In honor of Hispanic Heritage month, I thought it all too fitting to share a story of respect for the first Hispanic female astronaut in space, Ellen Ochoa.


The year was 1993.  April 8, 1993 to be exact. Ellen Ochoa and four other fellow astronauts would board the Space Shuttle Discovery for a 9-day mission.  Ochoa was a mission specialist aboard the Discovery.  This mission was officially called ATLAS-2: the Atmospheric Laboratory for Applications and Science-2, which was designed to collect data on the relationship between the sun's energy output and Earth's middle atmosphere and how these factors affect the ozone layer.


The crew also made numerous radio contacts to schools around the world using Shuttle Amateur Radio Experiment II, called SAREX II, including a brief radio contact with Russian Mir space station, the first ever such contact between Shuttle and Mir using amateur radio equipment.


Ochoa not only made history on April 8, 1993, but she would go on to serve on three other missions logging over 1000 hours in space, over 41 days.  Her last mission was in 2002. 


Ochoa’s paternal grandparents were originally from Sorona, Mexico. A state that borders Arizona and California.  She grew up in La Mesa, California and developed a keen interest in math, science, and music.  After high school, she would graduate from San Diego State University with a degree in physics in 1980. While in college, she played the flute for two years as part of the university marching band and for five years as a member of the university wind ensemble. In 1981 and 1985 respectively, she earned her master’s and doctorate in Electrical Engineering from Stanford.  This is where she began her research work on optical systems.


Her work in optical and computer systems for automated space exploration is what earned her respect and recognition in a field normally dominated by men.  The systems she developed while at Sandia National Laboratories in New Mexico and then with a team of researchers at NASA’s Ames Research Division in California, would prove to have important applications for data gathering and evaluating equipment safety.  The work in two of her missions provided valuable data about the damage to the Earth’s ozone layer in the mid-90s. 


Mrs.

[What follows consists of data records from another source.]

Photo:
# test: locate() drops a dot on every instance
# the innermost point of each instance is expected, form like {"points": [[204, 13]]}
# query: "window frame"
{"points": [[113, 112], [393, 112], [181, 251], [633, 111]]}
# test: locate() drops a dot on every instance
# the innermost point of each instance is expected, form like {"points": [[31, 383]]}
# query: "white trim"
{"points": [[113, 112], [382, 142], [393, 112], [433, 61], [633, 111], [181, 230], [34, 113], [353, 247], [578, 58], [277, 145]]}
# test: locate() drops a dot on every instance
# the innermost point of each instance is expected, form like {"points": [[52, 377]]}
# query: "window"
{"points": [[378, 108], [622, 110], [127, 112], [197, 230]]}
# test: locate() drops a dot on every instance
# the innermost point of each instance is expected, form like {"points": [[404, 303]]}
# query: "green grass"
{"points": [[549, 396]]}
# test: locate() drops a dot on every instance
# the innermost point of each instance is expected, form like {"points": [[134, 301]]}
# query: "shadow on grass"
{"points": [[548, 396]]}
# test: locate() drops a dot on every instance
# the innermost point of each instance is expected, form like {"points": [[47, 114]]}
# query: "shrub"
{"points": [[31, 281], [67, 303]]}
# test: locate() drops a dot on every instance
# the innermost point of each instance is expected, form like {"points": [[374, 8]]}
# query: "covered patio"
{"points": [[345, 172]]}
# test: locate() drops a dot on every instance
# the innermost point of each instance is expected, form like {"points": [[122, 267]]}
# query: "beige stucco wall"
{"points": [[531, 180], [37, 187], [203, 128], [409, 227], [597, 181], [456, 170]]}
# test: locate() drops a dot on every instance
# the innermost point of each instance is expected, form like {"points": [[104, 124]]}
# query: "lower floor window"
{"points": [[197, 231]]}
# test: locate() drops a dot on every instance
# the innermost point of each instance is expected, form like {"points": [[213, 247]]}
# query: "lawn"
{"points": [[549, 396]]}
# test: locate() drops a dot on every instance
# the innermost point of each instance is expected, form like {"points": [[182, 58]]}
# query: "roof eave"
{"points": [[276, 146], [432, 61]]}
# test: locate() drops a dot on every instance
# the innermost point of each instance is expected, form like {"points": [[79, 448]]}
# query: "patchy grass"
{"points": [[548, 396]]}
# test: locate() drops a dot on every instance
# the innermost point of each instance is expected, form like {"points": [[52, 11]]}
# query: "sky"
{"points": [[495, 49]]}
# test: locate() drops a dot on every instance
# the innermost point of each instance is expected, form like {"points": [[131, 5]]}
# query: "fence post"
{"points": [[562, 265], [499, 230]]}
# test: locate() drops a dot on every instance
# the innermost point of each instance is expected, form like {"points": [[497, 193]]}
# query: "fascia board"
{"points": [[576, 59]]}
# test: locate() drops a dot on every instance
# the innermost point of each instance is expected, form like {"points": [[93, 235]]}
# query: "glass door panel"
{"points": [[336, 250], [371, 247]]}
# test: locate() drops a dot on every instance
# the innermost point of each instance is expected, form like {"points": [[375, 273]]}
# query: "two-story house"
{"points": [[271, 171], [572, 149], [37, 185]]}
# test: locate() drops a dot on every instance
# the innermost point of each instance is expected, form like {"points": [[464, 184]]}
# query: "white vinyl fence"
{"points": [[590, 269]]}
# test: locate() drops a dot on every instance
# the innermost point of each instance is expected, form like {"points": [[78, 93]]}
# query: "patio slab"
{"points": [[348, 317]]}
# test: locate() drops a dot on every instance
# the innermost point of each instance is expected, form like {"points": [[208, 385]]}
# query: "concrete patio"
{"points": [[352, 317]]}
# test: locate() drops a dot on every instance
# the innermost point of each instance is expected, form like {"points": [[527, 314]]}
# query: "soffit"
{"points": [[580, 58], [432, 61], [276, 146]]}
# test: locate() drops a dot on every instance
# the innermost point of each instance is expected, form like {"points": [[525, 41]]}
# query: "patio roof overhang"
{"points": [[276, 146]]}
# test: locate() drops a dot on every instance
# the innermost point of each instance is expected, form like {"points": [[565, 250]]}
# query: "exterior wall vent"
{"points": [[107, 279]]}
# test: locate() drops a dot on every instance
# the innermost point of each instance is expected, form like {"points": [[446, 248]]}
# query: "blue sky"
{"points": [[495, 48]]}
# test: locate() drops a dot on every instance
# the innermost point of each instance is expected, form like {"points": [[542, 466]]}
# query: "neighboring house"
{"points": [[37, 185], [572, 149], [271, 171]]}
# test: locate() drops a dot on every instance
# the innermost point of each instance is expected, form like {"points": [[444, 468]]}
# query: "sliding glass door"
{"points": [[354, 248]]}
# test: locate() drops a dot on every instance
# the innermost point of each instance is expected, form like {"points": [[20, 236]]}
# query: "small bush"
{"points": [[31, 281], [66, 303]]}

Ochoa’s contributions to science, and in particular space exploration, garnered her much recognition and respect. Over the course of her career, she has received seven awards from NASA, in addition to the Women in Aerospace Outstanding Achievement Award, the Hispanic Engineer Albert Baez Award for Outstanding Technical Contribution to Humanity, and the Hispanic Heritage Leadership Award. Other awards include the Distinguished Service Medal, Exceptional Service Medal, Outstanding Leadership Medal, and four Space Flight Medals. In 1999, she was selected by then President Clinton to serve on the Presidential Commission on the Celebration of Women in American History. 


She currently serves as Director of the Lyndon B. Johnson Space Center in Houston, Texas.  In 2018, she was inducted into the International Air and Space Hall of Fame. She also has three schools in the greater Los Angeles area named in her honor. She also has schools named for her in the states of Washington, Texas, and Oklahoma.  Outside of her current research for NASA, she also gives back by traveling the country speaking to a variety of groups, many of whom are students.